MANILA, Philippines - More South Korean companies are looking at establishing presence in the Philippines instead of China as they take note of the lower wage and use of the English language here, the Philippine Trade and Investment Center (PTIC) in Seoul said.
Nicanor Bautista, PTIC-Seoul commercial counselor, reported to the Department of Trade and Industry (DTI) head office in Manila that the Philippines was even cited in a news article of the Korea Economic Daily (KED) as being the preferred destination of South Korean small and medium enterprises (SMEs).
Bautista said among the reasons mentioned by the South Korean companies in locating to the Philippines were the average wage at about $300 per month, which is only half the wage in China, and the common use of the English language in the country.
Also, he said, these companies are seeking alternative markets as a strategy to combat the global economic crisis.
According to the Korea Export Import Bank, 69 South Korean companies established a new corporation in 2009, 74 companies in 2010 and 82 companies in 2011 in the Philippines.
In the first quarter of this year, the KED article said that the number of new companies in the Philippines increased to 22 from last year’s 19. Among these new companies are Nurian International (garments), Iam (electronics) and Koren (electronics).

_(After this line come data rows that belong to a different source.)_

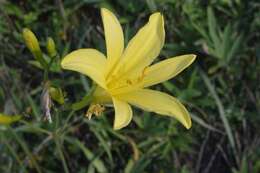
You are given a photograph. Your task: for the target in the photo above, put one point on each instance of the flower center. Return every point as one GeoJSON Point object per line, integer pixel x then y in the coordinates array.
{"type": "Point", "coordinates": [126, 83]}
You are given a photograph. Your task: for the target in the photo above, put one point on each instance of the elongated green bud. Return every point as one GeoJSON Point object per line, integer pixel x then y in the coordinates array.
{"type": "Point", "coordinates": [33, 45]}
{"type": "Point", "coordinates": [57, 95]}
{"type": "Point", "coordinates": [51, 48]}
{"type": "Point", "coordinates": [8, 119]}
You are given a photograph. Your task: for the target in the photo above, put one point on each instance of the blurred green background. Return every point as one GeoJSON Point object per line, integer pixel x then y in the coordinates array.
{"type": "Point", "coordinates": [221, 90]}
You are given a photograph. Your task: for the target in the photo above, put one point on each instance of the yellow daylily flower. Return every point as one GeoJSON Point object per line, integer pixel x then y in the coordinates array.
{"type": "Point", "coordinates": [124, 75]}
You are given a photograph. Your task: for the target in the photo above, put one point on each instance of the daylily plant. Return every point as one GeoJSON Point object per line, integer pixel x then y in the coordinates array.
{"type": "Point", "coordinates": [124, 75]}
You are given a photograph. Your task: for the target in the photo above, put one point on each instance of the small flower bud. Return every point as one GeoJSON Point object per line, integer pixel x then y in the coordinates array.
{"type": "Point", "coordinates": [51, 48]}
{"type": "Point", "coordinates": [56, 94]}
{"type": "Point", "coordinates": [8, 119]}
{"type": "Point", "coordinates": [33, 45]}
{"type": "Point", "coordinates": [31, 41]}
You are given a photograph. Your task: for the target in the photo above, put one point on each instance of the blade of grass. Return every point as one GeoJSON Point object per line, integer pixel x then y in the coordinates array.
{"type": "Point", "coordinates": [221, 110]}
{"type": "Point", "coordinates": [98, 164]}
{"type": "Point", "coordinates": [26, 150]}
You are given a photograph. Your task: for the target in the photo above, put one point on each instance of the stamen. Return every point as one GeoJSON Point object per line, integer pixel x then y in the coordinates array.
{"type": "Point", "coordinates": [95, 109]}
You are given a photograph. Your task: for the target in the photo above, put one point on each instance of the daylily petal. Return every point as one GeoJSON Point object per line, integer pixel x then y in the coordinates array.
{"type": "Point", "coordinates": [143, 48]}
{"type": "Point", "coordinates": [123, 114]}
{"type": "Point", "coordinates": [166, 69]}
{"type": "Point", "coordinates": [158, 102]}
{"type": "Point", "coordinates": [87, 61]}
{"type": "Point", "coordinates": [114, 38]}
{"type": "Point", "coordinates": [101, 96]}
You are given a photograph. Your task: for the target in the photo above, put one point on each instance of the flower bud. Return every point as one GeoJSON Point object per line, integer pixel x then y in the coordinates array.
{"type": "Point", "coordinates": [8, 119]}
{"type": "Point", "coordinates": [56, 94]}
{"type": "Point", "coordinates": [31, 41]}
{"type": "Point", "coordinates": [51, 48]}
{"type": "Point", "coordinates": [33, 45]}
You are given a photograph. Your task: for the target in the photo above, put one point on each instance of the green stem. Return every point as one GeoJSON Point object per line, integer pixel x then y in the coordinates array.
{"type": "Point", "coordinates": [86, 99]}
{"type": "Point", "coordinates": [64, 164]}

“Together with a local conglomerate, more than 20 [South] Korean SMEs with plant operations in China had an exploratory mission in the Philippines last month, according to the article. As mentioned by a delegation member, the Philippines is an attractive investment location because of its lower labor cost compared to China, and better infrastructure like roads and power compared to Vietnam,” Bautista said in his communication to the DTI head office.
The Korean Chamber of Commerce and Industry in the Philippines also noted the increasing investment inquiries from South Korean SMEs in the last few months.

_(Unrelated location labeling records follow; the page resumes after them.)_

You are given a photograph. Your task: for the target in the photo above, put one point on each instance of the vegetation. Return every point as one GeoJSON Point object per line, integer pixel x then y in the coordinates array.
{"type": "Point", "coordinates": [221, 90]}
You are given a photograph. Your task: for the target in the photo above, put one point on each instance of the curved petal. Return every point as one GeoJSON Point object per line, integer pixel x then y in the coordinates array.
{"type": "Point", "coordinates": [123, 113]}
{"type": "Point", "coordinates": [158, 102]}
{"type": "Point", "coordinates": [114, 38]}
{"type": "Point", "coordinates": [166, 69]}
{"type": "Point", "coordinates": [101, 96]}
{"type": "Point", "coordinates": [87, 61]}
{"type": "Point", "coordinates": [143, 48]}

Also according to the KED report, Bautista said, most of these SMEs have plants in China. But because of language, infrastructure, religion and cost competitiveness, China is fast losing its attractiveness to foreign investments.
The Korea SME Institute said that the labor-intensive companies are no longer considering investing in China. Instead, they are looking to Asean countries such as the Philippines as possible alternative locations for their expansion, while China is now being looked at as a market and no longer as production base.